> “Sometimes when we do an etcd failover, the API server starts timing out requests until we restart it.”
This is likely related a set of Kubernetes bugs [1][2] (and grpc[3]) that CoreOS is working diligently to get fixed. The first set of these, the endpoint reconciler[4], has landed in 1.9.
More work is pending on the etcd client in Kubernetes. The good news is that the client is used everywhere, so one fix and all components will benefit.
I don't get this. Didn't Kubernetes come out of Google Borg that had been in use forever? The second write should be more elegant and impressive -- why so many basic bugs?
Kubernetes takes some concepts from Borg. A system like Borg would be very closely coupled to Google‘s infrastructure that there’s probably very little to open source from there without open sourcing the entire machinery.
Also, any large scale system like Borg developed at a large company like Facebook or Google will have completely opinionated one-way-of-doing-things for a lot of aspects.
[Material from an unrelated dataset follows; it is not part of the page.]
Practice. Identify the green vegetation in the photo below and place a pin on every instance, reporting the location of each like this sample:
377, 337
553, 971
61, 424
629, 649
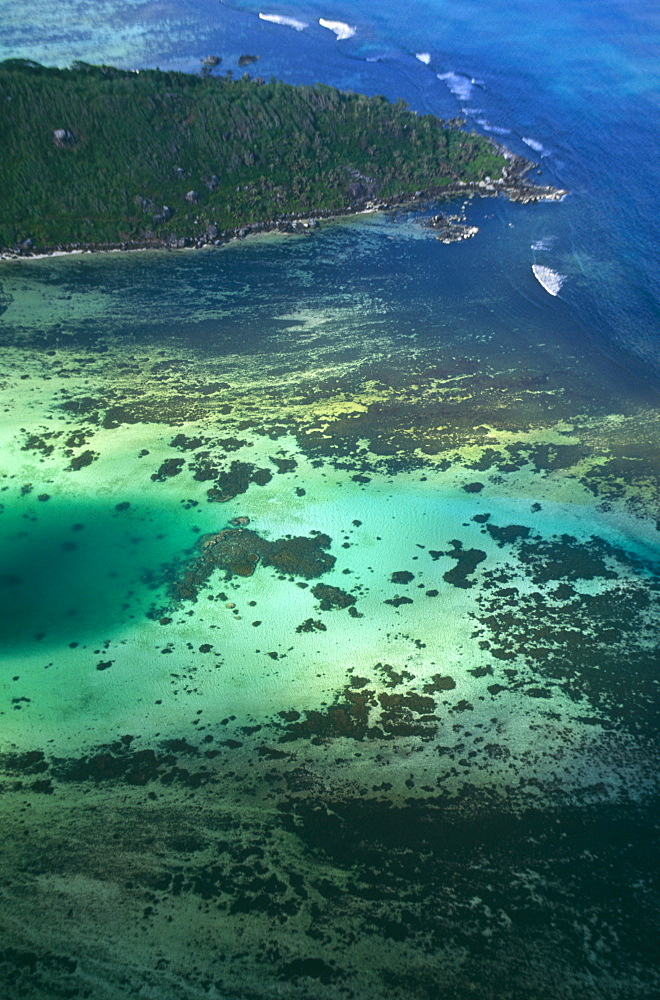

This doesn’t work for the world outside where lots of developers from different backgrounds, lots of projects with different requirements exist.
I think this bit from "Borg, Omega, and Kubernetes"[1] (which is an excellent read) sheds light on this:
> The Borgmaster is a monolithic component that knows the semantics of every API operation. It contains the cluster management logic such as the state machines for jobs, tasks, and machines; and it runs the Paxos-based replicated storage system used to record the master’s state.
So it sounds as though Borg includes its own storage system. As I understand, Google has a set of (very complex) libraries written in C++ that implement Paxos/Multi-Paxos[2], which they have not open sourced.
IIRC from one of their talks.... K8s was supposed to be Borg 2.0 in many respects. They decided early on in development that it was a good tool and had lots of potential, but "fixing" Borg would be less work than replacing it. So k8s takes the Borg 2.0 concepts without being any of Borg code.